El resultado aparece claramente: si vivimos en un desorden cósmico, donde los acontecimientos siguen la única ley de la casualidad, ¿para qué preocuparse por nada? La ciencia y el arte se reducen entonces a las “cábalas” necesarias para rasguñar alguna parte de la suerte que la vida distribuye. Y, ante los fracasos, jamás hay responsabilidad personal: la vida cruel y la casualidad son los culpables de la situación, y la conciencia humana se enquista más y más en la disculpa de la impotencia ante el destino.
Proponen cambiar el concepto de casualidad por el de causalidad, mucho más certero y comprobable en la naturaleza entera. Un juego de causas y efectos iría, pues, relacionando los hechos de modo que la existencia sería una larga cadena, donde cada eslabón tiene su sentido propio y de unión, tanto con el eslabón que le precede como con el que le sigue.
No hay hechos casuales. Todo viene de algo y se dirige hacia alguna parte.
Pero cuando se topa con el misterio, cuando faltan las explicaciones y cuando es pobre nuestra comprensión, se prefiere la casualidad inestable antes que conceder la presencia de una ley causal que aún debemos desentrañar.
Cada uno de nuestros actos tiene una razón. Cada gesto, cada sonrisa, cada lágrima, cada impulso de valor, cada sensación de fuerza interior, cada sentimiento de compasión y amor, vienen de semillas de sus mismas naturalezas.

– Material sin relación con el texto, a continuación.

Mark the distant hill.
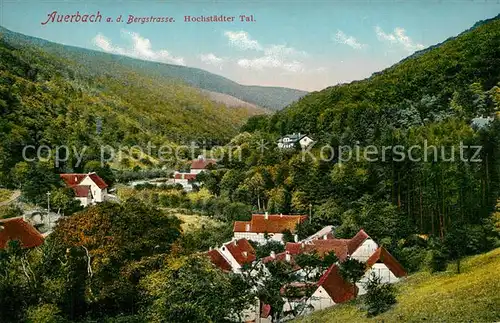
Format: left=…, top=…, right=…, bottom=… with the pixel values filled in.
left=0, top=26, right=307, bottom=111
left=0, top=26, right=270, bottom=181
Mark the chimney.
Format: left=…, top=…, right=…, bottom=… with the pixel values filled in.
left=323, top=234, right=328, bottom=240
left=294, top=234, right=299, bottom=243
left=264, top=212, right=269, bottom=220
left=301, top=241, right=305, bottom=249
left=280, top=213, right=283, bottom=218
left=242, top=251, right=248, bottom=258
left=233, top=240, right=238, bottom=246
left=75, top=176, right=78, bottom=182
left=270, top=251, right=276, bottom=259
left=245, top=223, right=251, bottom=232
left=285, top=251, right=291, bottom=262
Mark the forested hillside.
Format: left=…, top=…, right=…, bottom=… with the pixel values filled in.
left=0, top=29, right=268, bottom=186
left=0, top=26, right=307, bottom=111
left=237, top=15, right=500, bottom=241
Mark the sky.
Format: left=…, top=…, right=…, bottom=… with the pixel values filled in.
left=0, top=0, right=499, bottom=91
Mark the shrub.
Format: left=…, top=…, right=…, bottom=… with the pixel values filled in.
left=364, top=273, right=397, bottom=317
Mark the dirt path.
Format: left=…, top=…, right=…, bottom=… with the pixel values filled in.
left=0, top=190, right=21, bottom=207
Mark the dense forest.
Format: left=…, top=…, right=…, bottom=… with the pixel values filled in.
left=0, top=28, right=270, bottom=186
left=0, top=13, right=499, bottom=323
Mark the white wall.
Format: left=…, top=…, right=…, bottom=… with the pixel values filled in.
left=76, top=196, right=91, bottom=207
left=356, top=263, right=400, bottom=295
left=219, top=243, right=242, bottom=272
left=351, top=238, right=378, bottom=262
left=308, top=286, right=335, bottom=311
left=233, top=232, right=284, bottom=244
left=80, top=176, right=107, bottom=203
left=299, top=136, right=314, bottom=148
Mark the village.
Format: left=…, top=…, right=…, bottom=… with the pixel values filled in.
left=0, top=134, right=408, bottom=322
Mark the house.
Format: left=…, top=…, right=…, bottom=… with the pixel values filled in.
left=356, top=247, right=407, bottom=295
left=205, top=238, right=256, bottom=273
left=60, top=172, right=109, bottom=206
left=347, top=229, right=379, bottom=262
left=277, top=133, right=314, bottom=149
left=259, top=229, right=406, bottom=318
left=233, top=213, right=308, bottom=244
left=172, top=155, right=217, bottom=191
left=303, top=225, right=335, bottom=242
left=190, top=155, right=217, bottom=174
left=0, top=217, right=44, bottom=249
left=306, top=264, right=358, bottom=312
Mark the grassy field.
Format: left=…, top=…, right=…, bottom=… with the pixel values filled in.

Y cada uno de nuestros actos también genera un efecto que será igualmente de la misma naturaleza. {El amor viene del amor y genera amor; el odio viene del odio y genera odio}.
Sin casualidades y con causalidades, somos responsables de nuestros propios destinos. La ciencia, busca el porqué de los fenómenos que nos rodean. Hay explicaciones para el día y la noche, para las distintas estaciones del año, para el milagro de la germinación de una semilla, para la gestación de la vida física, para el rumbo de los ríos hacia el mar, para las nubes que se agrupan y luego se disuelven en gotas de lluvia.